Stevie Nicks on the Cover of Rolling Stone
Check out Stevie Nicks on the latest issue of Rolling Stone. Read the full article below, or head over to rollingstone.com for more info.
Stevie Nicks Looks Back: Inside Rolling Stone's New Issue
The rock goddess appears solo on our cover for the first time since 1981 and performs an exclusive acoustic "Gypsy"
Rock goddess Stevie Nicks – maker of myths, wearer of shawls – appears
solo on the cover of Rolling Stone for the first time since 1981 in our
new issue, hitting stands Friday. The intimate, 7,000-word cover feature
by senior writer Brian Hiatt digs deep into Nicks' life and career,
from the endless drama of her relationship with Lindsey Buckingham
(backstage at a Fleetwood Mac show in December, he bangs on Nicks' wall
to get her to turn her music down) to her decades-long band-crush on Tom
Petty and the Heartbreakers ("Had Tom Petty called me up one day and
said, ‘If you want to leave Fleetwood Mac to be in the Heartbreakers,
there's a place for you,' I might well have done it. Anytime! Today!")

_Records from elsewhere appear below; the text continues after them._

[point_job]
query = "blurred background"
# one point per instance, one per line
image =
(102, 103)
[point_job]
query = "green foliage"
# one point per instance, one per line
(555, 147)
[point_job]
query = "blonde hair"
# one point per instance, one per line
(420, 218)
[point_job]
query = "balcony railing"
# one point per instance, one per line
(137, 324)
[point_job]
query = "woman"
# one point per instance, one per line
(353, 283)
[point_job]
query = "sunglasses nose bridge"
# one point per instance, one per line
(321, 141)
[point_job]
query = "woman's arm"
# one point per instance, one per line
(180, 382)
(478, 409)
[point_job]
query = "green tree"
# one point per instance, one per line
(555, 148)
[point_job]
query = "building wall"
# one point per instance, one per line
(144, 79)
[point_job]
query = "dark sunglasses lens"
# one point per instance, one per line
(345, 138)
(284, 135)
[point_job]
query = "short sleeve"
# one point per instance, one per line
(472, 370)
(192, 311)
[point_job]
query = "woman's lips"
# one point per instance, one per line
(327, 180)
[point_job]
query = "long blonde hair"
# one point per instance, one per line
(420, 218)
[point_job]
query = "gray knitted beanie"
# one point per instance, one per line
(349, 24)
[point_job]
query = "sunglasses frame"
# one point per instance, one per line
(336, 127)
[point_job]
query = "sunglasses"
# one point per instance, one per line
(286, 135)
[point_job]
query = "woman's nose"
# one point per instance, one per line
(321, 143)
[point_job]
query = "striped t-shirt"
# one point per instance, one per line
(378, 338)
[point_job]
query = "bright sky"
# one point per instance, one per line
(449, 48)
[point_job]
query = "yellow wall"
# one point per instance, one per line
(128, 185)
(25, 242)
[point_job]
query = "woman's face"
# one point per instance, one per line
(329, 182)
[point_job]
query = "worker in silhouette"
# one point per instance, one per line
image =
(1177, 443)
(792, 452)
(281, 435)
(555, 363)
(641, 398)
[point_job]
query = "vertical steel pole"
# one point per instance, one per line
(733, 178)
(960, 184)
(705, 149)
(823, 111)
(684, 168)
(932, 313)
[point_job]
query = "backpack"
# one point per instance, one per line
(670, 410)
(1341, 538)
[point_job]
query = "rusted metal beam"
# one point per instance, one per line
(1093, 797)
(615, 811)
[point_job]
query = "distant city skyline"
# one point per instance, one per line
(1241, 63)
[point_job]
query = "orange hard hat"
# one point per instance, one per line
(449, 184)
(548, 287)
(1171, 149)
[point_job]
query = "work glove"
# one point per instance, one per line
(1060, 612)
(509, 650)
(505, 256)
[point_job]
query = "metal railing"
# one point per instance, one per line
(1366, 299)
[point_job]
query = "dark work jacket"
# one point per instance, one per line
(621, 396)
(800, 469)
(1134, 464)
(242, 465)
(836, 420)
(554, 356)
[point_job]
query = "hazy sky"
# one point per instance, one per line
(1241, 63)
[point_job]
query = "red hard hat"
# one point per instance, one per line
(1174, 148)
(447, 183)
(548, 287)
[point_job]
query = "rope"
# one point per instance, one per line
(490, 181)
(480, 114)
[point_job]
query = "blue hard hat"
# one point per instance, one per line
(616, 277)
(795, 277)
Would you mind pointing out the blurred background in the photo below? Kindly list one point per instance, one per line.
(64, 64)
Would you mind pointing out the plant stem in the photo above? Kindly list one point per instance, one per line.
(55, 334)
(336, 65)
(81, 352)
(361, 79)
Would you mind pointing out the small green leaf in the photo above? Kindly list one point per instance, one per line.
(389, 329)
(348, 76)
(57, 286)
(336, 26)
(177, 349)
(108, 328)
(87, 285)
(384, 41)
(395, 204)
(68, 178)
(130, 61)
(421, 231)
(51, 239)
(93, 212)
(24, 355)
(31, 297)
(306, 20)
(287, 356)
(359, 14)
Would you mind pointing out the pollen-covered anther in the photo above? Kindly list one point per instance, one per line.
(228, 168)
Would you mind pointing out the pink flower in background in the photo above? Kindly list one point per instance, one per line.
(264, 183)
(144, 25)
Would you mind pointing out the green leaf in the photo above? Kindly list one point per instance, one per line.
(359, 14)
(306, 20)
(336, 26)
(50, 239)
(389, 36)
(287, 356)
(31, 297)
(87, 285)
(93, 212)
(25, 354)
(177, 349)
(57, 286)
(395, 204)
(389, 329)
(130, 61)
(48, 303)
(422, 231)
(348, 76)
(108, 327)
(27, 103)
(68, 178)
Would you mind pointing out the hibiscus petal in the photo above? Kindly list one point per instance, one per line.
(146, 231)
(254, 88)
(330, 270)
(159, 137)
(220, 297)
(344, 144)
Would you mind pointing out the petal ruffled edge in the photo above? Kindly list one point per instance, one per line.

But Nicks has never really felt like she could leave Fleetwood Mac,
other than for a few years in the Nineties. "We choose to stay," she
says. "Because we can't do anything else. None of us are ever going to
stand up and say, 'I'm going to make my own choice for the first time in
my life, and I'm going away, and I don't know if I'm coming back."
Click here
to watch a performance of "Gypsy" that Nicks recorded exclusively for
Rolling Stone, which marks the first time she's ever played the song
stripped-down and nearly a cappella.
Among the cover story's other revelations:
Nicks' coke habit was truly life-threatening. "All of us were drug
addicts," she says. "But there was a point where I was the worst drug
addict. . . . I was a girl, I was fragile, and I was doing a lot of
coke. And I had that hole in my nose. So it was dangerous."
"I did all I could to talk her into getting some help and getting
right," says Tom Petty. "I was very worried about her. To the point that
if the phone did ring and they said, 'Stevie died,' I wouldn't have
been surprised."
Nicks never considered herself an alcoholic, and she still smokes a bit
of weed, albeit as a creativity aid. "When I'm writing, I will allow
myself to smoke a little bit of pot," she says. "It's my one little
thing that I can do. I use it as a tool, and I'm very careful, you know?
And I get results. However, if I thought it was going to lead me back
to something worse, I'd stop."
The tension between Nicks and Buckingham never goes away. "Relations
with Lindsey are exactly as they have been since we broke up," says
Nicks. "He and I will always be antagonizing to each other, and we will
always do things that will irritate each other, and we really know how
to push each other's buttons. We know exactly what to say when we really
want to throw a dagger in. And I think that that's not different now
than it was when we were 20. And I don't think it will be different when
we're 80."
The moment Nicks joined Fleetwood Mac, she decided she would never think
about money again. "I said, ‘That's it, I'm never looking at another
price tag,' " she says, laughing. "And I meant it."
Nicks quietly dated a younger guy – a handsome waiter – in the Nineties,
and it didn't work. "One day, he came home and said, 'I got two tickets
for Bill Maher, will you go with me?' and I'm like, 'Are you insane?
No. I'm not going. I'm famous! I'm Stevie Nicks! Everybody's gonna spend
the whole time taking pictures of us. And I can't keep on making
excuses about why you can't go anywhere I can go. Like, can I take you
to the Grammys? No. Can I go to the market with you? No. Can we go to a
movie together in downtown Santa Monica? No. All we can do is stay in.'"
She doesn't really want to date older men: "What if I fall in love with
somebody and they die?" And she doesn't hold out much hope for guys her
age. "They wanna go out with somebody that's 25," she says. "That has
been going on since the Bible, and I haven't even read the Bible, but I
know that. So what am I gonna do, compete with that? I'm not a
competitor. So I don't even wanna be in that situation." So, in short,
"I've narrowed it down to nobody," she says, and laughs hard.